Audrey King is a painter based in Providence, Rhode Island. Of Argentinian and American descent, she was raised in a family of working artists and grew up surrounded by creative practice. She received a BFA from the Rhode Island School of Design and currently maintains a studio practice alongside her work in Providence's music and arts organizations. She has exhibited in Providence and New York.

King's paintings draw from Catholic devotional imagery, social media culture, and personal trauma. Combining the visual language of religious iconography with imagery borrowed from cosmetic surgery recovery, her current work depicts figures suspended between sainthood and self-invention.

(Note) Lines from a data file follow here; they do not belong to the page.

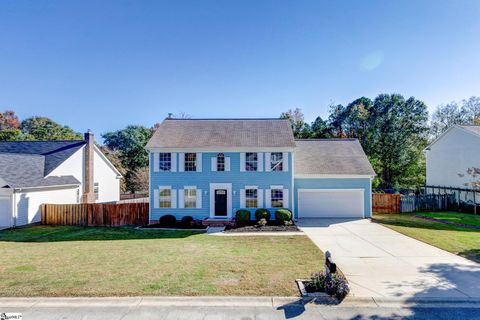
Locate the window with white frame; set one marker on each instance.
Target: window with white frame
(95, 190)
(276, 161)
(251, 161)
(251, 198)
(190, 198)
(220, 162)
(165, 198)
(277, 198)
(190, 161)
(165, 161)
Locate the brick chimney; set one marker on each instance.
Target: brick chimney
(88, 195)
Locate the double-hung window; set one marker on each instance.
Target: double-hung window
(165, 198)
(276, 161)
(165, 161)
(251, 161)
(190, 161)
(277, 198)
(251, 198)
(190, 198)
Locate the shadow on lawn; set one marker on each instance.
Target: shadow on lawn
(452, 281)
(74, 233)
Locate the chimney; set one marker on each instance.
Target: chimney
(88, 195)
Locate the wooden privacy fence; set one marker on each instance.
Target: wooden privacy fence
(95, 214)
(385, 203)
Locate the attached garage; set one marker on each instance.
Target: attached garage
(332, 179)
(331, 203)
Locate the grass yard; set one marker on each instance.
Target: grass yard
(462, 241)
(76, 261)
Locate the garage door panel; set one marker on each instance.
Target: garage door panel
(331, 203)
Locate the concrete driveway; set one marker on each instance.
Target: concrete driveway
(382, 263)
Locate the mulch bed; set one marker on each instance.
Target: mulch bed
(257, 228)
(462, 225)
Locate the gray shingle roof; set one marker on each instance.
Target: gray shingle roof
(25, 164)
(223, 133)
(331, 156)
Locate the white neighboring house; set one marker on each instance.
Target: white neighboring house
(450, 156)
(36, 172)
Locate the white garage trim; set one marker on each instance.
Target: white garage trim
(361, 190)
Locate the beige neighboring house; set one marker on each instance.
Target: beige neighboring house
(37, 172)
(450, 156)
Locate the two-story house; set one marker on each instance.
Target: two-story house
(210, 168)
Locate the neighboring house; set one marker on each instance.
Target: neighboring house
(36, 172)
(210, 168)
(450, 156)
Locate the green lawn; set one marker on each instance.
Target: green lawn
(461, 241)
(76, 261)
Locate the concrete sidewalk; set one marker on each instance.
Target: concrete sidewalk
(382, 263)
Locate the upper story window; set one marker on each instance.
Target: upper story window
(277, 198)
(251, 198)
(165, 198)
(190, 161)
(220, 162)
(276, 161)
(251, 161)
(165, 161)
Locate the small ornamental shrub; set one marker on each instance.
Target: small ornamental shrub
(168, 221)
(262, 222)
(242, 216)
(187, 221)
(283, 215)
(262, 214)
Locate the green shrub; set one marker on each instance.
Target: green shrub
(242, 216)
(187, 221)
(168, 221)
(282, 215)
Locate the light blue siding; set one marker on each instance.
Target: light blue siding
(335, 183)
(177, 180)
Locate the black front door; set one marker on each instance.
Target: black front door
(221, 203)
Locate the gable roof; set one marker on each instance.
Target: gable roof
(223, 133)
(331, 157)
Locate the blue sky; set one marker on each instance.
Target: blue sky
(106, 64)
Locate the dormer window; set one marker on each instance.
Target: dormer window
(220, 162)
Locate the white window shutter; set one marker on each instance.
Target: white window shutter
(199, 198)
(214, 164)
(156, 198)
(174, 162)
(268, 198)
(242, 162)
(243, 202)
(260, 198)
(181, 198)
(181, 162)
(285, 199)
(174, 198)
(199, 162)
(285, 161)
(227, 163)
(156, 165)
(260, 161)
(268, 159)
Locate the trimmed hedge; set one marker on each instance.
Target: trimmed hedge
(168, 221)
(283, 215)
(242, 215)
(262, 214)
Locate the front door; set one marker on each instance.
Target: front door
(221, 203)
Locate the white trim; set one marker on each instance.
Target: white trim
(226, 186)
(331, 190)
(333, 176)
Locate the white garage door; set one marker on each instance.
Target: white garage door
(331, 203)
(5, 211)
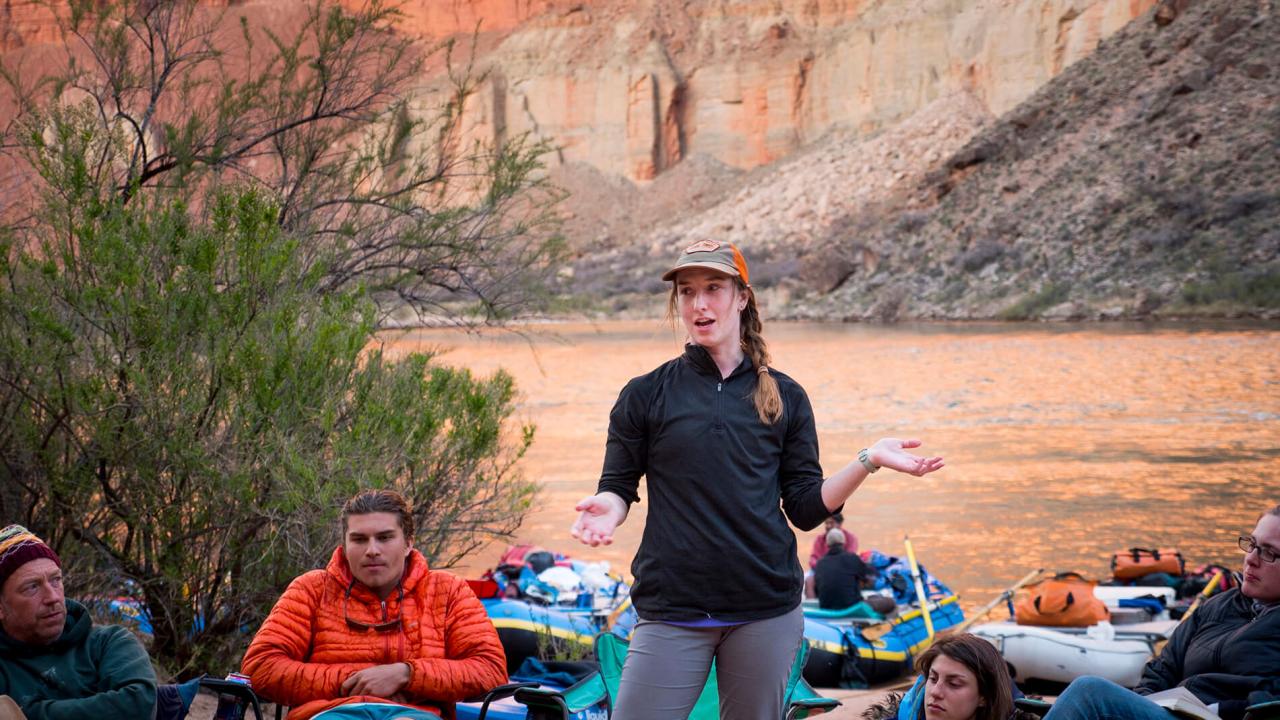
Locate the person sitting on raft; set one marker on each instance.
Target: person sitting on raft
(1226, 654)
(961, 678)
(821, 545)
(839, 575)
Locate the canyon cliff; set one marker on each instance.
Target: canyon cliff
(634, 87)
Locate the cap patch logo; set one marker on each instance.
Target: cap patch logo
(703, 246)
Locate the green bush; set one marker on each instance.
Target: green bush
(1247, 288)
(183, 413)
(1036, 302)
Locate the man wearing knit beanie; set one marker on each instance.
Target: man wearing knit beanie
(54, 662)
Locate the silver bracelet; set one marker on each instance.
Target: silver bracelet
(864, 458)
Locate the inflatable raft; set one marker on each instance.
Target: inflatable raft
(1116, 650)
(880, 652)
(1060, 655)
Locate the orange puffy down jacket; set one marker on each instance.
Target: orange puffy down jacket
(305, 648)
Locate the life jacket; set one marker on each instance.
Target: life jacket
(1065, 600)
(1138, 561)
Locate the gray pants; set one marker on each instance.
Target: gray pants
(667, 666)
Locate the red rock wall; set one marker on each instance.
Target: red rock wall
(631, 87)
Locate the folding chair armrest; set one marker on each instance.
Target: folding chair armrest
(496, 695)
(543, 703)
(240, 691)
(1037, 707)
(1269, 710)
(810, 707)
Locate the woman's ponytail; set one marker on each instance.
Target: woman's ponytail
(767, 399)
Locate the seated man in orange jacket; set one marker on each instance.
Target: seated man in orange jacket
(376, 630)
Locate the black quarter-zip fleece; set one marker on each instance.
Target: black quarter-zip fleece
(716, 542)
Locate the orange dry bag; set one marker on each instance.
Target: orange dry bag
(1138, 561)
(1065, 600)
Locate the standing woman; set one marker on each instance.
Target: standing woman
(722, 438)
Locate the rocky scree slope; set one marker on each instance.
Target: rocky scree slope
(1144, 181)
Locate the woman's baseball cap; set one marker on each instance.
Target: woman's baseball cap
(714, 255)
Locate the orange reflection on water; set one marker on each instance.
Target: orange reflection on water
(1063, 443)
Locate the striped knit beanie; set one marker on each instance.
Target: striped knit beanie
(19, 546)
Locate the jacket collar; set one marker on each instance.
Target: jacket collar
(700, 360)
(415, 572)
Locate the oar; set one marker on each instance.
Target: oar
(919, 587)
(1208, 589)
(1002, 597)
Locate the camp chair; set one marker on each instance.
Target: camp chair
(173, 702)
(611, 651)
(484, 700)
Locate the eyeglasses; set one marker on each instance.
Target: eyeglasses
(394, 623)
(1248, 545)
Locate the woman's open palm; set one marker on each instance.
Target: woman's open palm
(597, 520)
(892, 452)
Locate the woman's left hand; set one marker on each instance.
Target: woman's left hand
(891, 452)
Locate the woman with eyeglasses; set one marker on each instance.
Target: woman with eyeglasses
(1226, 654)
(728, 452)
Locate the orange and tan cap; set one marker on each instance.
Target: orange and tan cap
(714, 255)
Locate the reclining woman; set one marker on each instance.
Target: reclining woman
(961, 678)
(1228, 654)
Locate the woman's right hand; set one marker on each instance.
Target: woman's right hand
(598, 516)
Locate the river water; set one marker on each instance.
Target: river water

Working through layers of drips and luminous color, King constructs contemporary icons that reflect on transformation and the enduring desire to remake the self. Her current body of work examines cosmetic surgery as a modern ritual of becoming, merging the aesthetics of cosmetic surgery and martyrdom into a personal mythology shaped by both cultural inheritance and contemporary image culture.


These are portraits of contemporary saints. Derived from social media feeds of “before and afters” and healing processes from cosmetic improvements. Complete with wounds and ecstasy, demonstrating the promise that suffering could transform the body into something closer to perfection. There is a certain moral superiority in constructing the perfect body. When halos are surgical dressings, martyrdom becomes elective.

At the center is a fascination with the contradictions of contemporary beauty culture. Effortless perfection is often anything but effortless. We are encouraged to celebrate individuality while relentlessly reshaping ourselves to fit increasingly narrow ideals.

These paintings are a cynical celebration of self inflicted violence in the pursuit of conformity. The incisions and bruises become evidence of a collective act of faith. The belief that transformation and perfection are worth the cost.

They are populated by figures caught between devotion and vanity, self-creation and self-destruction. They inhabit the uneasy space where aspiration becomes ritual and where the desire to belong can turn the body into both shrine and sacrifice.


Woman with wet hair and blood on her face and arm, leaning over the edge of a bathtub.